Peter wrote that Jesus “was manifest in these last times for you” (1 Pt 1:20). God “has in these last days spoken to us by His Son” (Hb 1:2). This was the “fullness of the time” (Gl 4:4) and the “end of the age” of God’s special covenant with national Israel (Ep 1:10). It was in these last times of national Israel that God sent forth His Son. The last days did not refer to a dispensation, but to a time of ending, the end of national Israel with the revelation of the gospel through the Word who became flesh (See Jn 1:1,2,14).
It was the “last times,” the last times of God’s Sinai covenant He had specifically with Israel. Jude and James also wrote just a few years before the fall of Jerusalem. Both writers inferred the finality of Israel as a covenanted nation with God.
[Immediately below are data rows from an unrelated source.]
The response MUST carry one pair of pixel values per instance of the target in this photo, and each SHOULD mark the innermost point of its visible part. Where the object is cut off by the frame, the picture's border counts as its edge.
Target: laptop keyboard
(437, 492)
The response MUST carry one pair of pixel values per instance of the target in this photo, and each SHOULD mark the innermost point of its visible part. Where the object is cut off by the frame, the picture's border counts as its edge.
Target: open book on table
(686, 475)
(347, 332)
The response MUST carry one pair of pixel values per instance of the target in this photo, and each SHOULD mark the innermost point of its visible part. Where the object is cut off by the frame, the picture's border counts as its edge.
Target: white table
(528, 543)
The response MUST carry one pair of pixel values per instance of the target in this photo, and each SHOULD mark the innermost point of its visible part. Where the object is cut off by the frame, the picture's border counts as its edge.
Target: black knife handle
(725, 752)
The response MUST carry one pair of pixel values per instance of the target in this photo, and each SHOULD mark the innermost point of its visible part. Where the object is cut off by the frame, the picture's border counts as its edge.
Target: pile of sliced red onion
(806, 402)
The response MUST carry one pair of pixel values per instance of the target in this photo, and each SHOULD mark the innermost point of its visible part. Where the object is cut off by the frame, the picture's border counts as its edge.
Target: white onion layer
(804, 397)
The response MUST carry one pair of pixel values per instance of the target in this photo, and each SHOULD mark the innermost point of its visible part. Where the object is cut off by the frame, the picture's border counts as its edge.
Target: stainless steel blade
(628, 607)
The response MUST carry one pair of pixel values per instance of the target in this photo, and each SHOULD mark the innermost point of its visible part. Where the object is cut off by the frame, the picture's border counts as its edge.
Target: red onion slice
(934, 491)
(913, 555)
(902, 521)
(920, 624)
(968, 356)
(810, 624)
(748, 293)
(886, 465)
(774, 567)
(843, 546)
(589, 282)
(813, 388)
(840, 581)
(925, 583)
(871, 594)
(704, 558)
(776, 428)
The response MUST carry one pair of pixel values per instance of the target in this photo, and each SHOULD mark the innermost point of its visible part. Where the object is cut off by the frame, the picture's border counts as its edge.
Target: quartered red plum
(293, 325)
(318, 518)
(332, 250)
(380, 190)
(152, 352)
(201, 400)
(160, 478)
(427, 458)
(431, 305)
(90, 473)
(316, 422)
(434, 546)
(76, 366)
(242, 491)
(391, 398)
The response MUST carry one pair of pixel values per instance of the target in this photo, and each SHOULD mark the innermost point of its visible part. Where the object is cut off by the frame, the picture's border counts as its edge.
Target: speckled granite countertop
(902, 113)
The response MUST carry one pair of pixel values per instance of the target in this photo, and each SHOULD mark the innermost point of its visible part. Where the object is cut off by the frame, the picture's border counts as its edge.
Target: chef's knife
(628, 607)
Jude stated,
“Beloved, remember the words that were spoken before by the apostles of our Lord Jesus Christ; how they told you that there would be mockers in the last time who would walk according to their own ungodly lusts” (Jd 17,18).
Jude’s Christian readers were experiencing these mockers in their own lives at the very time he wrote. Therefore, Jude’s argument is that his Jewish Christian readers were in the last time of national Israel. These were not the beginning of the last times, but the last time.
The last times were the years between Pentecost in A.D. 30 to A.D. 70. These were the last days of national Israel. God was bringing judgment upon the wicked vine dressers (the Jewish religious leadership) who attempted to steal the fruit and inheritance of the vineyard by maintaining the religion of Judaism (See Mt 21:33-45). National Israel had rejected God, and thus, God was in the process of rejecting national Israel. National Israel’s persecution of the “Israel by faith” was coming to an end when national Israel came to an end.
James wrote to suffering Jewish Christians of the Roman Empire around A.D. 62 or 63. He comforted the persecuted “Israel by faith” (the church) by saying, “Therefore be patient, brethren, until the coming of the Lord…. You also be patient. Establish your hearts, for the coming of the Lord is at hand” (Js 5:7,8). James was not talking about a “coming of the Lord” more than two thousand years later. Discussion concerning a coming at the end of time would not have been an encouragement to his immediate readers who were suffering under nationalistic Jewish mockers. The “coming” in the context of Matthew 24 is about judgment in time upon the nation of Israel.
Nationalistic Jewish mockers were the primary persecutors of Christians before A.D. 70. Jesus’ “coming in judgment” upon these mockers was at hand, that is, it was near unto happening. In Matthew 24 Jesus was “telling beforehand” of this deliverance that was coming in only a few years.
Those “end of time” proponents today who would reach into this historical contact and twist the Scriptures for their own fantasies have done a disservice to the early Christians. They are prophecy thieves who steal away the encouragement of these prophecies that were meant to encourage the initial readers to whom they were addressed. They seek to apply the prophecies to themselves and those they have deceived into following them. Prophecy thieves seek to generate an audience for themselves by stealing in-time prophecies in order to apply the same prophecies to end-of-time events.